В общих чертах его метод был готов и опробован. О нем ниже. Пока надлежало определиться с подходом, с тем единственным каналом, который гарантировал выход на самый верх. Крастышевскому было вполне достаточно посылать сигнал раз в полгода. Собственно, и один раз в год был бы вполне приемлемым ритмом, но он решил действовать наверняка. Надо было найти щель, лазейку, тот единственный вариант, при котором раз в полгода его несколько страниц — число которых было строго просчитано для каждого случая — ложились бы на самый главный стол. Никаких других решателей не было с 1939 года.

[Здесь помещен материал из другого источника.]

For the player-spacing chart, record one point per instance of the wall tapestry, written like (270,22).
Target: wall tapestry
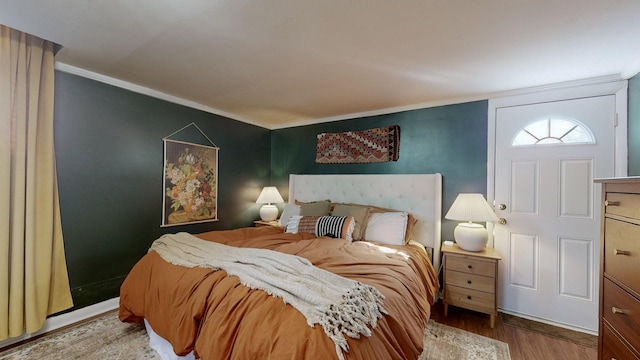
(367,146)
(190,182)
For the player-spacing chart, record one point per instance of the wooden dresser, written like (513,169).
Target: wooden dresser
(619,328)
(471,280)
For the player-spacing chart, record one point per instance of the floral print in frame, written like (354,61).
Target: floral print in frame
(190,183)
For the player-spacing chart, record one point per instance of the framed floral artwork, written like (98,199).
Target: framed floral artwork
(190,183)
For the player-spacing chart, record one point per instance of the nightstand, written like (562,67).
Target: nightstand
(259,223)
(471,280)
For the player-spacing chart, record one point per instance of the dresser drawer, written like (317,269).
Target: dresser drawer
(613,347)
(627,205)
(466,280)
(470,299)
(622,252)
(622,311)
(471,265)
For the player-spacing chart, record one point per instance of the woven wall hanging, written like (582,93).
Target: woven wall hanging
(356,147)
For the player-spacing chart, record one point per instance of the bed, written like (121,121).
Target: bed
(202,311)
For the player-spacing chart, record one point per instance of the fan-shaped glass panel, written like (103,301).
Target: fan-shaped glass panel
(553,131)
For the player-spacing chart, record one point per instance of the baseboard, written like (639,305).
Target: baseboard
(550,322)
(66,319)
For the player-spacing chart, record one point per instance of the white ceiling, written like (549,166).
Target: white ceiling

Писать наобум лазаря в надежде, что единственное письмо из десятков тысяч дойдет, как говорили в редакции, самотеком, — Крастышевский не мог. Подготовка каждого письма требовала многомесячных усилий. Представьте себе поэта, штурмующего сердце возлюбленной и сочиняющего для этой цели единственно возможное послание с учетом всех ее биографических данных, малейших перепадов настроения и даже, не в последнюю очередь, физиологических особенностей. Это работа труднее секстины — сложнейшего из поэтических жанров. Это работа не для нормального человека. Это Бог знает какая работа. И бросать это в доносную щель венецианского типа он не мог себе позволить — он должен был знать, что его письмо прочитано единственным адресатом.
Жанр был неважен. Одно из первых открытий Крастышевского состояло в том, что содержание текста вообще не воздействует на читателя. Придавать ему значение можно было в доформальную эпоху. Формальная эпоха открыла, что текст есть конструкция, структура, и воздействует на читателя именно соразмерность этой структуры. Тынянов — открыв это, но не напечатав — перешел на невинную с виду историческую прозу и создал по крайней мере один превосходный, законченный образец, чтение которого в самом деле сильно влияло на читателя, — но увы! — в безумном напряжении сил гений пошел не туда, и заостренная им стрела полетела в его собственную голову. С чародеями случается такое — заклинание поражает заклинателя; с этого дня голова его была расщепляема, пожираема, палима убийственным недугом, всегда имеющим, увы, эндогенную природу. При чтении главы пятой, дойдя до слов «туманно, оголтело смотрел в жадные черные глаза продавцов», Крастышевский застонал сквозь зубы и схватился за свою вытянутую голову: он увидел роковую ошибку. До этого все развивалось с изяществом и легкостью танцевальными, прямо с пареньем, — но здесь автор обсчитался, соскочил, и дальше вся работа шла в направлении аутоиммунном, в полном соответствии с названием. После этого, несмотря на титанические усилия, Тынянов ничего уже сделать не мог, и Крастышевский с ужасом следил за его распадом; один раз послал сострадательное письмо, но ответа не получил, добился лишь — как и полагал — кратковременной вспышки творческой активности. Это Крастышевский еще умел, и это было несложно; а вот добиться того главного, чего он желал, — было сложно.
Но лазейку, микронную точку, в которую надлежало бить, — он нашел, и все благодаря спасительному кино. Раз в полгода на главный стол ложилась сводка об экспорте советского искусства: количество закупленных картин, переведенных книг, приглашенных на международные конгрессы авторов. Сначала, как верно смекнул Крастышевский, это был показатель престижа: чего от нас хотят, за что любят. Впоследствии — с тех примерно пор, как Совкино преобразовалось в Союзкино, — это был еще и смотр потенциальных шпионов: кого приглашают, кого слишком хотят видеть? Всякий заграничный успех с этого времени был уже приговором, хотя раньше воспринимался как еще одно утверждение наших ценностей. Шумяцкий, как все «отсохисты» — так прозвал Стечин простых людей от сохи, — доверял грамотным, вообще любил культуру, хоть и давил ее неутомимо; но давил именно тех, в ком чуял пролетарский дух, а спецов не трогал, даже боялся. И Крастышевский осторожно втерся в Союзкино — редактором, не более; должность его была мельчайшая, чиновничья. Он подготавливал отчеты по зарубежным поездкам, по экспорту отечественного кино, по кинофестивалям, куда приглашали наших. Он был в этом мире свой, ибо там сохранились добрые нравы, которых давно — а может, и никогда — не было в литературе. Его любили. Он был почти родной.